The rooster that dominates the United States Smokeless Tobacco Company’s (USSTC) advertisement that adorns this month’s cover serves as a wake up call to those involved in the debate about the use of snus or smokeless tobacco as a potential harm reduction tool. The ad serves as a reminder that this debate cannot take place in the abstract or assume that the manufacture, marketing, regulation, or use of snus will take place in environments identical to those that exist in Sweden. It should also not be assumed that smokeless tobacco manufacturers share our public health goals. They do not, as this ad vividly demonstrates.

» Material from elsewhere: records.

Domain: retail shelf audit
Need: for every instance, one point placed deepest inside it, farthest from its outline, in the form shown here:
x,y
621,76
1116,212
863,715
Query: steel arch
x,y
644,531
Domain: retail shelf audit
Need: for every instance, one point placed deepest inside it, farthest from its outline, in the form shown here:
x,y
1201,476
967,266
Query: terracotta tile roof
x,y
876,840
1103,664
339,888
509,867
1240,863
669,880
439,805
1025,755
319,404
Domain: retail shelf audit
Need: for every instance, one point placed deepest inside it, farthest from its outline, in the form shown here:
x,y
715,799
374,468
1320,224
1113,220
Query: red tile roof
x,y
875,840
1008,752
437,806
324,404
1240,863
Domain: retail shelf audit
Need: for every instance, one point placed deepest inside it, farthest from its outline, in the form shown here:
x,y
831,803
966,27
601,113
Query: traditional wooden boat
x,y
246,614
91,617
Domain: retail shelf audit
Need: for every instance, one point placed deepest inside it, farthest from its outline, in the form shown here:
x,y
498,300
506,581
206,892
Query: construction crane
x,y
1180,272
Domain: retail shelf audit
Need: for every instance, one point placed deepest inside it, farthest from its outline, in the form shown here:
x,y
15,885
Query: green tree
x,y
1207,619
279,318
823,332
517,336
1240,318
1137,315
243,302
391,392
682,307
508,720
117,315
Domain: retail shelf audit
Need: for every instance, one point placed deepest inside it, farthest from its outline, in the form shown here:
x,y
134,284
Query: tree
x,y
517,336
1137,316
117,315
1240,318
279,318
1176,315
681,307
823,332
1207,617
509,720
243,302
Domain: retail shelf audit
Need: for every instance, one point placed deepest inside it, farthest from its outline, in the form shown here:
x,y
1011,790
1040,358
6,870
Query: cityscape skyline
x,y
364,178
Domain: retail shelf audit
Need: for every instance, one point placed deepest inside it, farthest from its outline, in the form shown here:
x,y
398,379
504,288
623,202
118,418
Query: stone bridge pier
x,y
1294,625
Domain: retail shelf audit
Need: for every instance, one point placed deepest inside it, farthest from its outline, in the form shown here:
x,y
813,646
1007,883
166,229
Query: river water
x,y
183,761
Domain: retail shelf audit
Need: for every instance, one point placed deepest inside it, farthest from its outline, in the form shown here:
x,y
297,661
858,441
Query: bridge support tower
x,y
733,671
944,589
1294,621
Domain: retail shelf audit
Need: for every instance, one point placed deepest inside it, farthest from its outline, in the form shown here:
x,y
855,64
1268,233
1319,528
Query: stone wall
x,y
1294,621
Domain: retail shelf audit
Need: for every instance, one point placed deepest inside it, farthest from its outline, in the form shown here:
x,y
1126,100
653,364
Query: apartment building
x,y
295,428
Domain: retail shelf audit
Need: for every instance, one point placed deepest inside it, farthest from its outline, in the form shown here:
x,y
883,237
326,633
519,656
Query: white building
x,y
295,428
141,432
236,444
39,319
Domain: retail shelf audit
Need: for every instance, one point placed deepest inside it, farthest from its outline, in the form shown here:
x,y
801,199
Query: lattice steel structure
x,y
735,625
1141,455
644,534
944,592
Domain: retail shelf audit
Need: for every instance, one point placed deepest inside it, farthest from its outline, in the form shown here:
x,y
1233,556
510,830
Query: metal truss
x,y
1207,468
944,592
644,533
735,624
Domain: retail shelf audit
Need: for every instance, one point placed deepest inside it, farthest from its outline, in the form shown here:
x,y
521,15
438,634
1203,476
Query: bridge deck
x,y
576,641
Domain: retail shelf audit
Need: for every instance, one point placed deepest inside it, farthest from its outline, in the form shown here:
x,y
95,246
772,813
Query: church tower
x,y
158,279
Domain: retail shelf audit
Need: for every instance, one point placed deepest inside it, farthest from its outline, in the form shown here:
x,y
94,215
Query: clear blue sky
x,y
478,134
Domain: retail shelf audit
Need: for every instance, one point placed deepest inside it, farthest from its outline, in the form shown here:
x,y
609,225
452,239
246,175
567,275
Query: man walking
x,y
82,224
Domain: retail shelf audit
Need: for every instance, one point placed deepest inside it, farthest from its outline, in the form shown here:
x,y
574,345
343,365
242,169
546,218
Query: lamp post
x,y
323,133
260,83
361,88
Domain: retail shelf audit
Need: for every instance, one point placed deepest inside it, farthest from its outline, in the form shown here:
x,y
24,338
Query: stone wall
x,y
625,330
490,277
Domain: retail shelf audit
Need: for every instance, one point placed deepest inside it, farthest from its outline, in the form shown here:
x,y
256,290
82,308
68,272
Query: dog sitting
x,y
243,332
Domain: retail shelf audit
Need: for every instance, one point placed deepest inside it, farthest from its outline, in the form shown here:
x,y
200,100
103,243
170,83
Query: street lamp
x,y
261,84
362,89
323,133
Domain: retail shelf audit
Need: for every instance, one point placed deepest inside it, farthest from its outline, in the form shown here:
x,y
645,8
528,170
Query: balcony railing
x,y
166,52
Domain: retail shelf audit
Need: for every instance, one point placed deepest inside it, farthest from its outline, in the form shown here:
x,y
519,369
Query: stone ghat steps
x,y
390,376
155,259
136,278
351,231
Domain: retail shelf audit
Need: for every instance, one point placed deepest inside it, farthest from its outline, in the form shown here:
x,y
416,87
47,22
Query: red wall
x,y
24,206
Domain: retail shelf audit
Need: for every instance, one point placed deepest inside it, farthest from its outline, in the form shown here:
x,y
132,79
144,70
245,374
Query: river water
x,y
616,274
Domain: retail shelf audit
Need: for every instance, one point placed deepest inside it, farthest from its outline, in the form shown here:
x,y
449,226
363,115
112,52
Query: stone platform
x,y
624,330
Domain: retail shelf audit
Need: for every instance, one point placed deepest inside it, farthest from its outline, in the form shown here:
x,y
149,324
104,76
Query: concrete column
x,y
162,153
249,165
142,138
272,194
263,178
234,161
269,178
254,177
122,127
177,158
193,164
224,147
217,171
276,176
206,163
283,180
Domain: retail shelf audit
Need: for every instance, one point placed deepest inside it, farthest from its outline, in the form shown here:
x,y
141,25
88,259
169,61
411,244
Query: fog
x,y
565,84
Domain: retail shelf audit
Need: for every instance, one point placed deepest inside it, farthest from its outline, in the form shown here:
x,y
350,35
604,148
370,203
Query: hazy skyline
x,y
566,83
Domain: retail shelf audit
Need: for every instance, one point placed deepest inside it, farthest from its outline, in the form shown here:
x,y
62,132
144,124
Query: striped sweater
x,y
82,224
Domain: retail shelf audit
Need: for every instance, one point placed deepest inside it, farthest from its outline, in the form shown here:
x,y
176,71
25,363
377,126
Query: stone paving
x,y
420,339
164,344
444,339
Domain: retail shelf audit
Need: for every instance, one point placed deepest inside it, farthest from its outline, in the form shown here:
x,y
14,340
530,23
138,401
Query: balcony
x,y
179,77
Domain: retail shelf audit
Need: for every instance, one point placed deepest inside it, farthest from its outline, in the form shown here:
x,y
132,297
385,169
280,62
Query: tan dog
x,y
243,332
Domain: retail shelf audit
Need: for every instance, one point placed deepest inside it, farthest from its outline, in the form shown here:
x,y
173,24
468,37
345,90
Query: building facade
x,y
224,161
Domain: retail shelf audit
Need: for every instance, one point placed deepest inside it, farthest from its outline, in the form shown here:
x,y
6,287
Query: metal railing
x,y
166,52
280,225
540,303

This advertisement ran in a magazine read by millions of American teens at the time that the USSTC was preparing to request the US Federal Trade Commission to give its approval for USSTC to claim in its ads that its smokeless tobacco products are safer than cigarettes.

USSTC, the manufacturer of Skoal and Copenhagen, claimed that its goal was to convince addicted smokers who could not or would not quit smoking to switch to smokeless tobacco in order to reduce their risk of disease. When USSTC was asked if this ad was targeted to committed smokers and whether it would agree not to make health claims in these types of youth oriented advertisements, USSTC squirmed uncomfortably, and said that if the government granted its request, there would be nothing to prevent it from running its health claims in ads like this one or in magazines with a large youth audience.

Several weeks later USSTC informed us that the ad on the cover would never run again, presumably because of the concerns we had raised that it was targeted at adolescent boys, and because of USSTC’s desire to prove its professed intention to focus its marketing on convincing addicted smokers to switch. Thus, imagine our surprise when we subsequently opened up a sports magazine popular among adolescent boys only to discover the identical ad with one change and one change only. The title of the ad had been changed from “Cock-a-doodle Freakin’ Do” to “Where’s the Chicks?” (fig 1).

Our experience with USSTC is a cautionary tale. The debate about the use of smokeless tobacco use takes place in the real world. In the USA, for example, there are no laws to prevent a smokeless tobacco manufacturer from using advertising to make their products more appealing to young non-tobacco users. This is precisely what happened 20 years ago when USSTC combined a massive marketing effort with claims comparing their smokeless products to cigarettes. The result was not fewer smokers, it was more smokeless tobacco users. In the USA there are also no laws governing the content of smokeless tobacco products to ensure that they have low levels of nitrosamines or other harmful substances. As a result, smokeless tobacco products in the USA do not resemble those marketed in Sweden.

Perhaps, most importantly, our experience reminds us that the top priority of smokeless tobacco manufacturers is to maximise sales and profits, not save lives. They will do whatever they are allowed to do to sell more smokeless tobacco, including using health related claims to appeal to smokers and non-smokers alike.

Figure 1

Amended advertisement run by the United States Smokeless Tobacco Company.